Zu § 119: Geändert durch G vom 14. 9. 1965 (BGBl I S. 1315) und 19. 12. 1985 (BGBl I S. 2460).
§ 120 BEG
(weggefallen)
§ 121 BEG
(weggefallen)
§ 122 BEG
(weggefallen)
§ 123 BEG Höchstbetrag der Kapitalentschädigung für Berufsschaden
(1) Die Kapitalentschädigung für Schaden im beruflichen Fortkommen darf für den einzelnen Verfolgten insgesamt den Betrag von 40.000 Deutsche Mark nicht übersteigen.
(2) *Die Beihilfe und die Entschädigung für Schaden in der Ausbildung sowie die Entschädigung nach § 19 des Gesetzes zur Regelung der Wiedergutmachung nationalsozialistischen Unrechts für Angehörige des öffentlichen Dienstes sind in den Höchstbetrag einzurechnen.
§ 124 BEG Minderung des Höchstbetrages bei versorgungsberechtigten Hinterbliebenen
Soweit nach §§ 99 bis 109, 111 ein versorgungsberechtigter Hinterbliebener Anspruch auf Entschädigung hat, mindert sich der Höchstbetrag des § 123 in dem Verhältnis, in dem nach versorgungsrechtlichen Vorschriften die Hinterbliebenenbezüge zu dem Ruhegehalt oder Ruhelohn des verstorbenen Angehörigen des öffentlichen Dienstes stehen.
§ 125 BEG Kapitalentschädigung aus Dienstverhältnis zu Gunsten mehrer Berechtigter
Der Höchstbetrag des § 123 gilt auch dann, wenn Kapitalentschädigungen nach §§ 99 bis 109, 111 aus einem Dienstverhältnis zu Gunsten mehrerer Berechtigter zu zahlen sind.

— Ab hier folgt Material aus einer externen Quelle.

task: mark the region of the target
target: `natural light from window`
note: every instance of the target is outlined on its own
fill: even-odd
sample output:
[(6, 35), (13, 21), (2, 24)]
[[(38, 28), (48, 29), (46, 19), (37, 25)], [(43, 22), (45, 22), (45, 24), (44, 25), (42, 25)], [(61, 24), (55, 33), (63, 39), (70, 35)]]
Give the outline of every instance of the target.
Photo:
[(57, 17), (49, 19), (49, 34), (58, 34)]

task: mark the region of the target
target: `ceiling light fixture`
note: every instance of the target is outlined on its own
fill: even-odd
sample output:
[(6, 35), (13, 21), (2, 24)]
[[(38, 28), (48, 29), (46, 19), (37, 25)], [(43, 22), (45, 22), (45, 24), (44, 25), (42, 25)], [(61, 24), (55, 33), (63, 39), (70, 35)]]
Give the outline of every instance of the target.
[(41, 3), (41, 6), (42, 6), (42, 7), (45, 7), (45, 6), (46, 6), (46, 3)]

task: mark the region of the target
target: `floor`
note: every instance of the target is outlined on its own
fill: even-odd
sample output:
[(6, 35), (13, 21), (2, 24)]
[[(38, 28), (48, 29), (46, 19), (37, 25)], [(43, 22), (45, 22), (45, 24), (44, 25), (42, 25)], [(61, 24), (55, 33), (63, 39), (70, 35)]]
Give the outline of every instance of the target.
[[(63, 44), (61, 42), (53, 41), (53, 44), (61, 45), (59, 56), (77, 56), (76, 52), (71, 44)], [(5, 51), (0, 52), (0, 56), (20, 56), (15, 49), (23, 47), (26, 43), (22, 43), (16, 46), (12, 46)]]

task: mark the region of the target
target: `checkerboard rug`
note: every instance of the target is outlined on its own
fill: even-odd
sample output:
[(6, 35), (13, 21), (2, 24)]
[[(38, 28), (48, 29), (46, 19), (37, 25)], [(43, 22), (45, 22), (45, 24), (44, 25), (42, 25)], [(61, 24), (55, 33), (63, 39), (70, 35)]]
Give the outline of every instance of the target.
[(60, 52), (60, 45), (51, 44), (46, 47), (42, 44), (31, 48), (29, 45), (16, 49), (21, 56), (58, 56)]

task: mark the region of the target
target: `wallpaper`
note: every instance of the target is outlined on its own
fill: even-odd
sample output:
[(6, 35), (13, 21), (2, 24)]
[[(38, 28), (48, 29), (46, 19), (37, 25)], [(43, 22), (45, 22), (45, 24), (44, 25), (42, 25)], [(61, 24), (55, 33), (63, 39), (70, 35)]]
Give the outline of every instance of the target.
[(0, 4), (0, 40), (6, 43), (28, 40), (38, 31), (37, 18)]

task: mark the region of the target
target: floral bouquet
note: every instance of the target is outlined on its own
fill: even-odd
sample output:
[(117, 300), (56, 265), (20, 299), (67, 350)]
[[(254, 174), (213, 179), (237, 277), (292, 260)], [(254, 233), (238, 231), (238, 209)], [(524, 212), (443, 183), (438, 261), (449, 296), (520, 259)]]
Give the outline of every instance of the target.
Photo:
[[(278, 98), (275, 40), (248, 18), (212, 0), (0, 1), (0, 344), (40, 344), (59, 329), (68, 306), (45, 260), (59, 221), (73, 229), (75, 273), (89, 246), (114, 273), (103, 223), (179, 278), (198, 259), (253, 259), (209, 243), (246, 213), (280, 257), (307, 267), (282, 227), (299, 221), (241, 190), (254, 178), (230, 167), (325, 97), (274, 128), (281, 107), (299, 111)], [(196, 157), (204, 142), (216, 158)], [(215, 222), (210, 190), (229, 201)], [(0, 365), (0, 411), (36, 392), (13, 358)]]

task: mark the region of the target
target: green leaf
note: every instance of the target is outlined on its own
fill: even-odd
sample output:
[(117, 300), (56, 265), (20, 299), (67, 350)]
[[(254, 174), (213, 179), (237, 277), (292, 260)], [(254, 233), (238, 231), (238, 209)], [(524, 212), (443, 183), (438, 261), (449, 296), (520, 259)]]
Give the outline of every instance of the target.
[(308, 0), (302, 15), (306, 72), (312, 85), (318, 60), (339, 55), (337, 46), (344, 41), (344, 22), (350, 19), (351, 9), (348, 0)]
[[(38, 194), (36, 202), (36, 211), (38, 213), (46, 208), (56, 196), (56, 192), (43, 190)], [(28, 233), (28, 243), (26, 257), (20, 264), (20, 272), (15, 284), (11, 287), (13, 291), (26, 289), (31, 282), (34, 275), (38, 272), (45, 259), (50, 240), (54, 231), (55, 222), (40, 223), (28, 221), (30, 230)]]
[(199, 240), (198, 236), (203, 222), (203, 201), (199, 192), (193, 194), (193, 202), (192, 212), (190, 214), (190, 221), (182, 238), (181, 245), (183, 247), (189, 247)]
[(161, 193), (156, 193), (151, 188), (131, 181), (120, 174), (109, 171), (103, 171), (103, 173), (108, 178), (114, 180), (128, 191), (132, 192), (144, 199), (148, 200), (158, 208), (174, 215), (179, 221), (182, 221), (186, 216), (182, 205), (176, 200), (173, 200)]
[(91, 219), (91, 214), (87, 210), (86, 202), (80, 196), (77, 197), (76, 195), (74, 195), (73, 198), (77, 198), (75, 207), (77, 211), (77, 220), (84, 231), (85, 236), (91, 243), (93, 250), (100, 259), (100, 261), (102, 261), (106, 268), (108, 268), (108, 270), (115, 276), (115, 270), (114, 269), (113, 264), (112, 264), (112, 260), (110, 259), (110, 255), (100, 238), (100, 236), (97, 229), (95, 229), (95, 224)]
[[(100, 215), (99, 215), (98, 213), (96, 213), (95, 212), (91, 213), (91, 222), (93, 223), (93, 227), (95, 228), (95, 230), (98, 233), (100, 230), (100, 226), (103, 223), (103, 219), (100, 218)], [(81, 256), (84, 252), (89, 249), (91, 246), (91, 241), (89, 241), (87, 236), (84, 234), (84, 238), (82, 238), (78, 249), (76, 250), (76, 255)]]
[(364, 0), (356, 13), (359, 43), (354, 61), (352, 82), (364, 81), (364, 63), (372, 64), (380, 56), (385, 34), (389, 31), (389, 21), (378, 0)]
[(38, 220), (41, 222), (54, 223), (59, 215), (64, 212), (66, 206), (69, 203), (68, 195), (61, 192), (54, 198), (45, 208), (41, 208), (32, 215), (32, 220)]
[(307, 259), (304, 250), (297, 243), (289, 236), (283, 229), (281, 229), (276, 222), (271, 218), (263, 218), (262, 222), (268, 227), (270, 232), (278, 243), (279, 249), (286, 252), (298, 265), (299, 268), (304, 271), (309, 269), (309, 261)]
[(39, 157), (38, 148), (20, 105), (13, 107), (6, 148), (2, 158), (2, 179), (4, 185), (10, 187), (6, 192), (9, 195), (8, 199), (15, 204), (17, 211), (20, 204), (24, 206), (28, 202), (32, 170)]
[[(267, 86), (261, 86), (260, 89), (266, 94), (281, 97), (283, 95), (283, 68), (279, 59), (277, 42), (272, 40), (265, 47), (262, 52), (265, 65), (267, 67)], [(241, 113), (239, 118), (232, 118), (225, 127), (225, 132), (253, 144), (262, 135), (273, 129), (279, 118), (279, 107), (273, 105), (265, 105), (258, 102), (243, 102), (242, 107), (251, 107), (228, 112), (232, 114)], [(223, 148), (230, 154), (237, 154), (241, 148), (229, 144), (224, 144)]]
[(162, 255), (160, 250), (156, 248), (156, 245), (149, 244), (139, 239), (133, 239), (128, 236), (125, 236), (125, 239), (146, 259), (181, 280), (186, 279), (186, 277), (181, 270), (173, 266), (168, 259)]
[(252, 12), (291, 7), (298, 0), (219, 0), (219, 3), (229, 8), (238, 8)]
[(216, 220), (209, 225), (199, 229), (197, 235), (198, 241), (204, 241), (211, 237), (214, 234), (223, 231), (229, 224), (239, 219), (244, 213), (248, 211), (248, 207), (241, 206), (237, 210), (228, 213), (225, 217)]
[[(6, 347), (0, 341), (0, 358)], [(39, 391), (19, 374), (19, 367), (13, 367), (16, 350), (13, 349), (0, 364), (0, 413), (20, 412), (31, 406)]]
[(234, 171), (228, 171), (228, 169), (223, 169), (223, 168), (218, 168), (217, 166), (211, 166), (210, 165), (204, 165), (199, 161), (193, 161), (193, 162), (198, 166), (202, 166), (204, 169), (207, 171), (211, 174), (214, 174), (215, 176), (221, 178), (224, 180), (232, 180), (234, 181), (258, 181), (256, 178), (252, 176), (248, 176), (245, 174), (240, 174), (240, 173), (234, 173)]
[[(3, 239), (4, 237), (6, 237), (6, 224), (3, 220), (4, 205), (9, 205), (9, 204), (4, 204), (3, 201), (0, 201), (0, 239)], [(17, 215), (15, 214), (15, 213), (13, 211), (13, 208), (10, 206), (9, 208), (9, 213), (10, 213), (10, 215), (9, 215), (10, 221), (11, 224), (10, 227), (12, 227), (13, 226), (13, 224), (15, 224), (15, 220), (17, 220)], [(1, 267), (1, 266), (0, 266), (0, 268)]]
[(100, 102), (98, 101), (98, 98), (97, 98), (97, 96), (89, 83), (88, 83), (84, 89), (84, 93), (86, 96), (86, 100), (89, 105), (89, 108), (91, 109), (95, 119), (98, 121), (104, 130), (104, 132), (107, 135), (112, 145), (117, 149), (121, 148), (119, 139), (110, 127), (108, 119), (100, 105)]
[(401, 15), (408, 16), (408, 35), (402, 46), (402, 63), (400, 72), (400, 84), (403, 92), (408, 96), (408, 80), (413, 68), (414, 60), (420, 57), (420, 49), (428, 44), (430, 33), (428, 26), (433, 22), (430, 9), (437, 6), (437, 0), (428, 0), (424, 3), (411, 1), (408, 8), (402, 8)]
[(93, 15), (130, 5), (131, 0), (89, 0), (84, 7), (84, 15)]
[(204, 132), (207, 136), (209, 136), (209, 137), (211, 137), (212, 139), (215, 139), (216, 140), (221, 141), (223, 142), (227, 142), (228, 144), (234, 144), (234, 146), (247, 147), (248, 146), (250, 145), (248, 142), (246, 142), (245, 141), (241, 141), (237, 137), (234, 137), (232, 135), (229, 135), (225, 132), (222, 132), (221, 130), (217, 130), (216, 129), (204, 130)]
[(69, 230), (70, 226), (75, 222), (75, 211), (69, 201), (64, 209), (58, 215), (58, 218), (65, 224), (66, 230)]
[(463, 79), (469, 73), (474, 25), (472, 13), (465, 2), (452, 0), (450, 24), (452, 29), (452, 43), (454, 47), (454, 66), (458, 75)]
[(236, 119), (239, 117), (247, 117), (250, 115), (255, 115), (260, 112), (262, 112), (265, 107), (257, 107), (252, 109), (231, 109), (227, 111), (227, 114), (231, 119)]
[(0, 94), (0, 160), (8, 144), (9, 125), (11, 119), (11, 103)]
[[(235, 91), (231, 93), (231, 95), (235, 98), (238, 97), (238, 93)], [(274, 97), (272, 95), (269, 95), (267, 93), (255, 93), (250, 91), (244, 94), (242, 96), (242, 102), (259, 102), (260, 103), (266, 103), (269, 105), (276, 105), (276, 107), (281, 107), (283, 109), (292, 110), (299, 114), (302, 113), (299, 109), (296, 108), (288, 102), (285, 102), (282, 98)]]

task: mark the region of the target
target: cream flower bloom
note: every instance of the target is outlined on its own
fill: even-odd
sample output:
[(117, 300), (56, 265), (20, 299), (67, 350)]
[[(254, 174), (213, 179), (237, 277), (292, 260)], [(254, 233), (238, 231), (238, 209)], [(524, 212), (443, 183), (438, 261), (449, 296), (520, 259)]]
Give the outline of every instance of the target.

§ 125a BEG Anrechnung von Wiedergutmachungsansprüchen
Hat der Verfolgte für denselben Schadenstatbestand und denselben Entschädigungszeitraum Anspruch auf Rente für Schaden im beruflichen Fortkommen sowie Anspruch auf Wiedergutmachung nach den Rechtsvorschriften zur Regelung der Wiedergutmachung nationalsozialistischen Unrechts für Angehörige des öffentlichen Dienstes, so steht ihm der Anspruch auf Rente für Schaden im beruflichen Fortkommen nur insoweit zu, als dieser den Anspruch auf Wiedergutmachung nach den genannten Rechtsvorschriften übersteigt.
Zu § 125a: Eingefügt durch G vom 14. 9. 1965 (BGBl I S. 1315).
§ 126 BEG Durchführungsbestimmungen
(1) 1Die Bundesregierung wird ermächtigt, zur Durchführung der §§ 65 bis 98 sowie der §§ 110 bis 125a Rechtsverordnungen zu erlassen. 2Hierbei kann sie als Grundlage für die Berechnung der Kapitalentschädigungen und der Renten Bestimmungen über die Einreihung des Verfolgten in eine seiner Berufsausbildung und seiner wirtschaftlichen Stellung innerhalb der letzten drei Jahre vor der Schädigung vergleichbare Beamtengruppe mit aufsteigenden Gehältern treffen und Tabellen für das durchschnittliche Diensteinkommen und die durchschnittlichen Versorgungsbezüge der Bundesbeamten des einfachen, mittleren, gehobenen und höheren Dienstes, nach Lebensaltersstufen gegliedert, aufstellen. 3Zur Durchführung der §§ 75, 82 und 92 können Tabellen aufgestellt werden, die das Durchschnittseinkommen von Personen mit gleicher oder ähnlicher Berufsausbildung ausweisen. 4Ferner kann die Bundesregierung nähere Bestimmungen für die Berechnung der in §§ 93 bis 98 bezeichneten Renten treffen.
(2) Die Bundesregierung wird ferner ermächtigt, durch Rechtsverordnung
-
1.die monatlichen Höchstbeträge der Rente nach § 83 Abs. 2, § 95 Abs. 1,
-
2.die Rentenbeträge nach § 93,
-
3.
angemessen zu erhöhen, wenn sich die Dienst- und Versorgungsbezüge der Bundesbeamten auf Grund gesetzlicher Vorschriften erhöhen.
Zu § 126: Geändert durch G vom 14. 9. 1965 (BGBl I S. 1315).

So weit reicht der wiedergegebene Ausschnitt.